An ancient village in Brazil may have been a ritual or ceremonial centre designed to resemble the Pleiades star cluster. Archaeologists made the discovery following a survey of pre-Hispanic stilt villages in the Maranhão estuaries of northeast Brazil. Among the villages studied, the site of Formoso stood out because of its unusual layout, ornate pottery, building size and length of use.
“It appears to us that the Formoso site may have been an elite ritual meeting site where sacred knowledge (like astronomy) was shared,” says archaeologist Christopher Davis of McHenry County College, in Illinois, who published the research with archaeologist Alexandre Guida Navarro of the Universidade Federal do Maranhão, Brazil, in the Journal of Archaeological Science: Reports.
During the investigation of Formoso, the team discovered uniquely ornate pottery, featuring a blend of local and foreign styles, and clusters of stilts that once supported larger buildings than would be expected for houses. Among the various stilt villages surveyed, Formoso also showed the longest period of continuous use, its radiocarbon results revealing that it was established as early as 441CE and maintained for around 500 years—a sign of its importance.
Even more intriguingly, Navarro noticed that the stilt clusters that supported Formoso’s buildings didn’t match the rectangular or circular patterns normally followed by Amazonian stilt villages or villages on land. This gave Formoso an unusual layout. “We then considered other possible construction patterns (for defense, as fishing weirs, to reduce drag resistance of water currents or wind) and those scenarios didn’t fit either,” Davis says. It was only when the two archaeologists turned to constellation patterns that they discovered Formoso’s strong resemblance to the Pleiades, a star cluster that had great significance to Lower Amazonian cultures.
“Finding a resemblance to a constellation was a bit of a surprise, but it was not surprising that the star cluster was the Pleiades,” Davis says. “If any astronomy marker were used, it makes sense that it would have been the Pleiades.”
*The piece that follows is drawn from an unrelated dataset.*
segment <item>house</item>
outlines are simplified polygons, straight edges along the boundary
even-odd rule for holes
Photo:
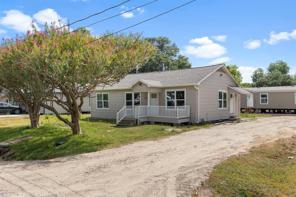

In the Lower Amazon, the appearance of the Pleiades marked the beginning of the dry season, a time when people fixed structural damage to their homes, repaired and repositioned fishing weirs and dams, and prepared their fields for the next growing season, Davis says. It was also when some cultures held rite of passage ceremonies and was the best time for people to travel long distances, either for trade or to meet family and friends. The star cluster itself was seen as a nest of bees or a honeycomb—an important trade item—or as a bundle of fire sticks used when preparing the fields.
“It was very challenging to find ways to test whether or not the similarity to the Pleiades was just by chance,” Davis says. “We had to learn and calculate several statistical correlation tests and probability to demonstrate that the resemblance is greater than 95% confidence—the standard level of confidence for scientific significance.”
Taken together, the evidence from Formoso suggests that the village was a seasonal ceremonial or ritual centre—explaining its long history of use—where people from different locations gathered, and that its arrangement was a homage to the Pleiades as a herald of the changing seasons.
For now, Formoso’s resemblance to the Pleiades is unique among the Amazonian stilt villages, and it might remain so, even with further research. “Ritual site significance for a traditional culture loses its potency when duplicated—in much the same way a ‘copycat’ reproduction of Stonehenge, St John’s Basilica, Mecca or even the Pentagon building would be rejected if they were ‘duplicated’,” Davis says. “The uniqueness of Formoso is what excites us the most, and it raises more questions about how old and widespread a teaching of astronomy lore for time-tracking purposes may have been practiced throughout the Americas.”